# Has my wine stopped fermenting too early?



## REDRUM (Mar 4, 2014)

I'm just wondering if it's possible to get an accurate visual idea as to when fermentation is complete.

My wine has been fermenting for around 72 hours now. It started fairly slow and then really sped up, but now it has slowed right down again / possibly stopped. 

I don't have a hydrometer. The wine is in a 30L fermenting tub and when I seal the lid there are no longer bubbles coming through the airlock. To taste, the wine seems quite dry... but it seems like 3 days is way too short a time for the fermentation to have completed. 

The fermentation temperature has fluctuated a bit, according to the crappy adhesive thermometer on the side of the vessel - started at 22C, went up gradually to around 30, when I started dropping frozen water bottles in - these brought it back down and now it's sitting at about 24. So it should have at least stayed within a normal temperature range the whole time.

What do you reckon - should I just assume it's still going and leave it to do its thing?
Should I chuck in another packet of yeast and see if that kickstarts it? 
Should I buy a hydrometer? 

Cheers


----------



## sour_grapes (Mar 4, 2014)

REDRUM said:


> Should I buy a hydrometer?
> Cheers



This. .


----------



## MrKevin (Mar 4, 2014)

My fermentations usually start slow, get really going for a few days, then slow down for up to a week. Not having a hydrometer, is like not having gas for your car.


----------



## REDRUM (Mar 5, 2014)

sour_grapes said:


> This. .



lol, I was expecting that response!

I have added more yeast and bought a hydrometer. If there's no visible action in a day's time, I will test the vino! And another question: if it HAS chewed through all the sugar and stopped fermenting altogether after 3 days is that within the 'normal' spectrum or does it mean something is wrong?


----------



## Pumpkinman (Mar 5, 2014)

The biggest issue is not having known what the starting gravity was, we have no idea what it has done. That said, before you added more yeast, did you take a SG reading?
Adding more yeast to a wine that may not have any sugars left to convert will not help you in any way.


----------



## REDRUM (Mar 5, 2014)

Yeah, I figured that more yeast wouldn't hurt though & would just drop out if it had nothing to feed on. 
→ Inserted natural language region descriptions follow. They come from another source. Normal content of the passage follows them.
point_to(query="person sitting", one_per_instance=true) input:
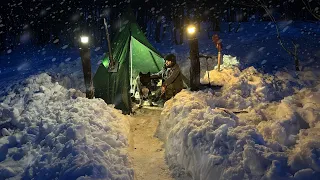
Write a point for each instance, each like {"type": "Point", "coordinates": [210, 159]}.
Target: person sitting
{"type": "Point", "coordinates": [172, 78]}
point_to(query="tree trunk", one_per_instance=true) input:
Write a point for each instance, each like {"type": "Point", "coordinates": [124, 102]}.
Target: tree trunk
{"type": "Point", "coordinates": [157, 31]}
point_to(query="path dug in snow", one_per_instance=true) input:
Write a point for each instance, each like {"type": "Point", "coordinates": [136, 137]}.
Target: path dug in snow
{"type": "Point", "coordinates": [145, 150]}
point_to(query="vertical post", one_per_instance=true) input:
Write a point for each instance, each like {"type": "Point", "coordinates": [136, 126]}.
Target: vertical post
{"type": "Point", "coordinates": [194, 57]}
{"type": "Point", "coordinates": [195, 65]}
{"type": "Point", "coordinates": [86, 66]}
{"type": "Point", "coordinates": [218, 44]}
I added some more yeast and I believe the wine is still fermenting, albeit slowly. I will just let it do its thing and will start taking SG readings when I think it's stopped again.


----------



## mkjennison (Mar 7, 2014)

MrKevin said:


> Not having a hydrometer, is like not having gas for your car.



More like not having a gas *gauge*...


----------



## jpsmithny (Mar 9, 2014)

What kind of wine are you making?
What yeast did you use?
Did you add any nutrients?

The ONLY way to tell when the ferment has finished is to use the hydrometer.

Ok, it's not the only way but is the best way for a home winemaker.


----------



## REDRUM (Mar 12, 2014)

Hi jpsmithny,
The wine is Grenache / Shiraz, cofermented using Lalvin Bourgovin RC212. No yeast nutrients added. Looks like the additional yeast did the trick, it's still bubbling away slowly. Will test SG once it looks like it's stopped.
Cheers!


----------



## grapeman (Mar 12, 2014)

If you have a hydrometer check the SG now to get an idea where it is at. It takes the guessing out of the equation.


----------



## altavino (Mar 12, 2014)

It would take less time to take a hydrometer reading than to post your question. Bubbles mean nothing .


----------